This week at Public Seminar, our authors consider stories of women surviving violence. Adriana Piatti-Crocker explains how Mexico beat the United States to a woman president. Gregory Laski reviews Elizabeth Flock’s new book, The Furies: Women, Vengeance, and Justice, and unpacks the meaning of revenge. And senior managing editor Evangeline Riddiford Graham profiles Vanessa Chan, whose bestselling debut novel explores the desperate choices of a mother and her family fighting to survive war in colonial Malaya.
The Furies Reconsidered
Gregory Laski
Read as a book about how institutions disempower women, The Furies makes the kind of actions that the three characters take seem not only reasonable but necessary for their survival. This strain comes out most fully in Book One, on Brittany Smith. In January 2018, Brittany shot Todd Smith while they were together in Brittany’s home. Brittany and Todd had known each other from high school; as adults, they befriended one another, their paths circling together in the narrow orbit that made up the daily rhythms of life in their Alabama town. Both were addicted to meth: Brittany was currently clean, but Todd was not, and on the night that he attacked and raped her, Todd had been using. As Flock narrates it, “Brittany had seen this kind of meth rage before.” She knew this kind of domestic violence, as well, having suffered at the hands of her husband.
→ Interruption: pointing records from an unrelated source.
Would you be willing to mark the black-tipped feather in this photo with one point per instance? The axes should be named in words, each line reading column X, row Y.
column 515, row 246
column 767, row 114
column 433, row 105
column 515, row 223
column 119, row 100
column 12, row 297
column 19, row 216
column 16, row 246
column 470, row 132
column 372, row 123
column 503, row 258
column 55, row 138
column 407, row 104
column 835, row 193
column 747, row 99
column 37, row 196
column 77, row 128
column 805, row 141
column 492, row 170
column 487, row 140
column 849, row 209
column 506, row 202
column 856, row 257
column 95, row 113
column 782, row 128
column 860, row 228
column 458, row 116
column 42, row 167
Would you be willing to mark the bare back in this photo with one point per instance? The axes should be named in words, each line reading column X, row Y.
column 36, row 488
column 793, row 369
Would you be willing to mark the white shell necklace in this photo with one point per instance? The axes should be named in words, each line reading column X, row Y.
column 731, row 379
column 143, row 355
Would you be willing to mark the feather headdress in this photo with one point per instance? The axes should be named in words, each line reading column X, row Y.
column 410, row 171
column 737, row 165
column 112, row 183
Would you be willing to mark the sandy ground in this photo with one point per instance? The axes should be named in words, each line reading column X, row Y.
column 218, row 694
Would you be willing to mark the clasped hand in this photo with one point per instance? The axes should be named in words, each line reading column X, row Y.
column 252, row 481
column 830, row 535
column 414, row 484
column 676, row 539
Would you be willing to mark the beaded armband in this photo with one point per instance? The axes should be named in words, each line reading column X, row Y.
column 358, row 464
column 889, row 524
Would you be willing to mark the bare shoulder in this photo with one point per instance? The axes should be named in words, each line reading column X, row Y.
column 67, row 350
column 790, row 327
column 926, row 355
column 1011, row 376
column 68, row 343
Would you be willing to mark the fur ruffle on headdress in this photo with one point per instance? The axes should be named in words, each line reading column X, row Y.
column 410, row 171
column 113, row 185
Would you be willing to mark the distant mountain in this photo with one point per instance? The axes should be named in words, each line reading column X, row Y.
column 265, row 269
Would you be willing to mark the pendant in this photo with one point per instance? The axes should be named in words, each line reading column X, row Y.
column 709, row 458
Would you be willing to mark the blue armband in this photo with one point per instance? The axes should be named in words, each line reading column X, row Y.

How Vanessa Chan Came to Write a Global Bestseller, The Storm We Made
Evangeline Riddiford Graham
When Chan returned to Malaysia this April, her friends dug up a short story she’d written for their school magazine: a tale set on “the moors.” Chan laughed wryly at the obvious influence of British literature. “I'm a Malaysian girl from a suburb—I'd never been to a moor in my life! It must've been my Sherlock Holmes era.” The Storm We Made, in contrast, is set resolutely in Malaysia—and in Malaysian weather. “I remember one agent asked me, Why is it that everyone in this novel smells bad?” Chan raised an eyebrow. “First of all, have you been to a tropical country? It is hot. You think New York in the summer is bad—imagine that all year round. People are sweaty. Even if they don't smell bad, they worry about it.”
Mexico’s First Woman President Is Not a Fluke
Adriana Piatti-Crocker
Latin America has currently the largest proportions of women parliamentarians in the world, a rate of 35.2 percent, due to quota and parity mechanisms. It is possible that in a near future, women will be equally represented in top leadership positions, if parity systems are effectively implemented for all positions of government and at all levels of government.